Celtic FC’s head of recruitment has told the sex abuse trial of a former Crewe Alexandra youth coach he was “relieved” to leave the club because it was not a “healthy” environment.

Lee Congerton, 45, said while he was a player for Crewe Alexandra’s youth team in the late 1980s he had stayed over at the house of coach Paul McCann, 57, who is accused of indecently assaulting a teenage boy.

Mr Congerton said he was pleased to leave the Cheshire club.

He said: “I was so relieved to get out of that environment and culture. I fell out of love with football.

“Football became my life and profession but when I stayed around those coaches it wasn’t a nice, healthy, informative environment.”

He added: “I think Paul McCann was foolish and made himself vulnerable but I also feel that he enjoyed … I think he actually liked young boys to be around him and I think that’s what that football club was all about.”

Mr Congerton has coached for Liverpool, worked as head of scouting at Chelsea and was sporting director for Sunderland FC before taking up a post at Scottish club Celtic.

He told Chester Crown Court on Wednesday that he started playing for Crewe in 1986, when he was aged 13.

He said he had stopped staying at the house of his other coach, Barry Bennell, because he felt “uncomfortable”.

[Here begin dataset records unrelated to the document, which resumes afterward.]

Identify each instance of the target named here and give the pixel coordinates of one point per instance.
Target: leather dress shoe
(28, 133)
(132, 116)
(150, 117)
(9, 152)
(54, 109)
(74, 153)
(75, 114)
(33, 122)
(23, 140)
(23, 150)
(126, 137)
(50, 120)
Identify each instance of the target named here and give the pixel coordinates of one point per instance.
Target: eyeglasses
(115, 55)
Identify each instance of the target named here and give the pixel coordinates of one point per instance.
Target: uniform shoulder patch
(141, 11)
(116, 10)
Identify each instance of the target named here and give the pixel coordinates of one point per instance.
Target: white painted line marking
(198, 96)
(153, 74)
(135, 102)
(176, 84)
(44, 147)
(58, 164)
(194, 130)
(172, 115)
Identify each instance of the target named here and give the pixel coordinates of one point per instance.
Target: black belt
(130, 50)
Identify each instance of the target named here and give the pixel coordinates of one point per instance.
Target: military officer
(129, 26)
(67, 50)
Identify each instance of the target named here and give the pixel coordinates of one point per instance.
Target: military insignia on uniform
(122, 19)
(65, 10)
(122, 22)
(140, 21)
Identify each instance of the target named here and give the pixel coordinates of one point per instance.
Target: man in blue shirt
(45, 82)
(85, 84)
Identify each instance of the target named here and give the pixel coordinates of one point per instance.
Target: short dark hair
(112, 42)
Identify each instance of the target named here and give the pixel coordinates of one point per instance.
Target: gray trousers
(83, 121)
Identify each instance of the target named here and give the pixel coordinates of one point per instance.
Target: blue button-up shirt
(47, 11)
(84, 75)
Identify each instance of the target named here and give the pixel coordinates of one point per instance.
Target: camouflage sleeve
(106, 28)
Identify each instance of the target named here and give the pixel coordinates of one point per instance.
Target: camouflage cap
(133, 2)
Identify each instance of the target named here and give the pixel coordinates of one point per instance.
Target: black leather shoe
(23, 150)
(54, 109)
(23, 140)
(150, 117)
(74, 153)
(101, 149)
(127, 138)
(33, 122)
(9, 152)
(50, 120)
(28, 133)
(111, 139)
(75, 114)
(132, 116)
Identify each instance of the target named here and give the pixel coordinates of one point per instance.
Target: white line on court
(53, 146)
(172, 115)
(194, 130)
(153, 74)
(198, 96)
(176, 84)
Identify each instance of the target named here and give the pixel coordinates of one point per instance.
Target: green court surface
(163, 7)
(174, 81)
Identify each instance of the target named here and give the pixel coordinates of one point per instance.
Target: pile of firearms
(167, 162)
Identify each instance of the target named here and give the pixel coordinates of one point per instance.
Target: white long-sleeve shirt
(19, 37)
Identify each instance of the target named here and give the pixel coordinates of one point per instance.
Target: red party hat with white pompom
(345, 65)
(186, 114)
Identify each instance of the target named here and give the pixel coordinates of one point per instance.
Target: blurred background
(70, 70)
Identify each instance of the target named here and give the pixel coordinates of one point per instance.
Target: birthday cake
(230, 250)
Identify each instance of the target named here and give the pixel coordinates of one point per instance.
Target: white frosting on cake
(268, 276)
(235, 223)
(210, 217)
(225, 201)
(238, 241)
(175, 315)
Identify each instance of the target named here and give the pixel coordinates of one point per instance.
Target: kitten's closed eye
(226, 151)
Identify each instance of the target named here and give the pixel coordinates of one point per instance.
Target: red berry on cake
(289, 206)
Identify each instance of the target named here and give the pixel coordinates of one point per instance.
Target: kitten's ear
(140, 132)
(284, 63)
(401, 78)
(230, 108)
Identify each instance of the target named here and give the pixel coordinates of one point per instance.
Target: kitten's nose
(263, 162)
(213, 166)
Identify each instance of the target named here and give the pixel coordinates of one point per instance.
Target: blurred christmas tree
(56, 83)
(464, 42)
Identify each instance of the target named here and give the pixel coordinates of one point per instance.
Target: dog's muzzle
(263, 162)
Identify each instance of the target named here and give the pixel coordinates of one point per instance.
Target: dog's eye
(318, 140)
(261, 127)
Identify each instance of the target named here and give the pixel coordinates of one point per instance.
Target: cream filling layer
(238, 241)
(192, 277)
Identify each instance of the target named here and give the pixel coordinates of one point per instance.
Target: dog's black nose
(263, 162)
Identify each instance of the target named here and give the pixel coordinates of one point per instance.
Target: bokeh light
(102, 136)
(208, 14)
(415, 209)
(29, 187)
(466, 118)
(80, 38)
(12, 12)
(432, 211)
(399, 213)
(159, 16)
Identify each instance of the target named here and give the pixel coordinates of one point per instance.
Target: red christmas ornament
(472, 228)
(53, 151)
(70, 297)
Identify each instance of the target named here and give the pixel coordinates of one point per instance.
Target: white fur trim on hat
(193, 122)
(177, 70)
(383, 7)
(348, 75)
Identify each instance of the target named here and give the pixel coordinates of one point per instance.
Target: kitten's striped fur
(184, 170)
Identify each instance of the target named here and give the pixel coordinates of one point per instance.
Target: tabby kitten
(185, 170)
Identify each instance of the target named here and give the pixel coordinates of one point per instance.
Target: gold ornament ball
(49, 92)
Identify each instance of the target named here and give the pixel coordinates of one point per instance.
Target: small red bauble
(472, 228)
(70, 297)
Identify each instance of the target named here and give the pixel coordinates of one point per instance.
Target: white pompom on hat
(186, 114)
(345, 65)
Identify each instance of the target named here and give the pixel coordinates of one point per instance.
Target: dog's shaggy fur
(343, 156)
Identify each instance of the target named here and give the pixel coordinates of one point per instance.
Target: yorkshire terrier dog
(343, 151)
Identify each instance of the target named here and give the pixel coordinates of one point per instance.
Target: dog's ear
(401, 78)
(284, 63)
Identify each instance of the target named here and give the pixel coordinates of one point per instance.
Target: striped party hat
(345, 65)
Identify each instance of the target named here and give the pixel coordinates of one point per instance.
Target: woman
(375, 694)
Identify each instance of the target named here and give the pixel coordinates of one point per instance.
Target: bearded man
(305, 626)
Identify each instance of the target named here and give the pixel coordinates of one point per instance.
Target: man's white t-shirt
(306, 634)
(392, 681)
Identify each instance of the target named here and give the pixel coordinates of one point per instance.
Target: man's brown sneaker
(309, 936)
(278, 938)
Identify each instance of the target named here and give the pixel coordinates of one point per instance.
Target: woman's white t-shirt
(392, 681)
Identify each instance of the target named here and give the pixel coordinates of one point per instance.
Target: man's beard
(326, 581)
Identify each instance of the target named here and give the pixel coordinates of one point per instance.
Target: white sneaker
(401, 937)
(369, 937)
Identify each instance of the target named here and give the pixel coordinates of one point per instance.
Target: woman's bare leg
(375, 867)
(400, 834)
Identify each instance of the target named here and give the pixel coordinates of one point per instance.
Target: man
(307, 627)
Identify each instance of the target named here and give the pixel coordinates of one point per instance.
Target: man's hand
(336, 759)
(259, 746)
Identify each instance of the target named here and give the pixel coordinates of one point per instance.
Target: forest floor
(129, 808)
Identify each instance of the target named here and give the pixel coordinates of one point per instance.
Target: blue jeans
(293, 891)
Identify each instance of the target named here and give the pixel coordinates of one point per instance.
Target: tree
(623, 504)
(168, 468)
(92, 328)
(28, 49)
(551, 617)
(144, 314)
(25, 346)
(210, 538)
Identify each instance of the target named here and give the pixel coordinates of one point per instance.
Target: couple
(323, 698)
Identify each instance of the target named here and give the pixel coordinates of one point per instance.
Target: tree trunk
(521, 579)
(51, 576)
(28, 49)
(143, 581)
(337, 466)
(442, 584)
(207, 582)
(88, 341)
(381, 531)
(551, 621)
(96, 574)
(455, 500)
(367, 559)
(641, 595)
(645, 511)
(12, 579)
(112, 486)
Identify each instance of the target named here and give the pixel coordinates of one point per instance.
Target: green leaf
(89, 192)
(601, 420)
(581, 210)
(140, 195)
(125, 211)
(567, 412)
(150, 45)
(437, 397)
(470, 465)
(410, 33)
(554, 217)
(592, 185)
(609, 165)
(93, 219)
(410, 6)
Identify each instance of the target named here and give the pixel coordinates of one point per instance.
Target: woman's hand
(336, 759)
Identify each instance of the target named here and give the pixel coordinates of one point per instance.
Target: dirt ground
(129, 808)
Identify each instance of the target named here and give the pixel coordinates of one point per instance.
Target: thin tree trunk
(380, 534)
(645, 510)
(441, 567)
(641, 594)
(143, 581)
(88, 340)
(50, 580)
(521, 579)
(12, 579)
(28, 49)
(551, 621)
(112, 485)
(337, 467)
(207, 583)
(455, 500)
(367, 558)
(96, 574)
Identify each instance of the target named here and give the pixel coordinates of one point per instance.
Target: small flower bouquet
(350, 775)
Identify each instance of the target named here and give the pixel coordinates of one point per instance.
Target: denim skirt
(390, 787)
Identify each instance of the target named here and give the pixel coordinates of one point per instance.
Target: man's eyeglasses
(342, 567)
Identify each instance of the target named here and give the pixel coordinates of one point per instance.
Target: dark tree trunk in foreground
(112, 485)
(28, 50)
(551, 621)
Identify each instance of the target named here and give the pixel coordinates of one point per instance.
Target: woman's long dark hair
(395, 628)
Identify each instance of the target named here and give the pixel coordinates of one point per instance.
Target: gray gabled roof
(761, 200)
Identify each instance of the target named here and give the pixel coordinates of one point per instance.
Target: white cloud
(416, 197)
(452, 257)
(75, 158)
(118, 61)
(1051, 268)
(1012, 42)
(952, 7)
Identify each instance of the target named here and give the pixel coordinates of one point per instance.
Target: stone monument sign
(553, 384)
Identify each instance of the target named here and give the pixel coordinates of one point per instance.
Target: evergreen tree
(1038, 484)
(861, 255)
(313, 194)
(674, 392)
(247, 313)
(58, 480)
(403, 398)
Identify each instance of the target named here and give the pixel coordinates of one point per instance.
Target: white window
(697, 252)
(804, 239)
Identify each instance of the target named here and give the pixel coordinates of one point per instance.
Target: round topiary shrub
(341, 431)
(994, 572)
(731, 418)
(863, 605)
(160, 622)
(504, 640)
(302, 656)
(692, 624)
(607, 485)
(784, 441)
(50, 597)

He said: “He used to try and fight you and things like that, that would never happen with McCann.”

He then began to stay at McCann’s house in Crewe and said he did not feel uncomfortable with him but he and other boys would joke about his relationship with his alleged victim.

He said: “It was quite a strange relationship. (The alleged victim) I believe was quite special to Paul, there was a different relationship.

“There was a particularly strange fondness. As I’ve got older it seems odd.”

He added: “There was too much affection from the adult towards the minor.

“It just wasn’t healthy for a man that age to be around young boys and show that affection.”

Mr Congerton said he slept on the bottom bunk at McCann’s house one night when the alleged victim was on the top bunk.

He said: “I never remember Paul coming into the room on other occasions but I remember him hovering round on that occasion and being around in the room.

“I just drifted off and that was it.

“I remember lying on the bottom bunk and his legs, not adjacent but touching the bunk bed.”

But, he accepted he had not witnessed any sexual assaults by McCann.

McCann, of Great Sutton, Cheshire, denies six counts of indecent assault between 1987 and 1990.

He is alleged to have groomed his teenage victim when his family were “down on their luck” and abused him at his home in Crewe, in a local squash club and while on holiday when the boy was aged 15 to 17.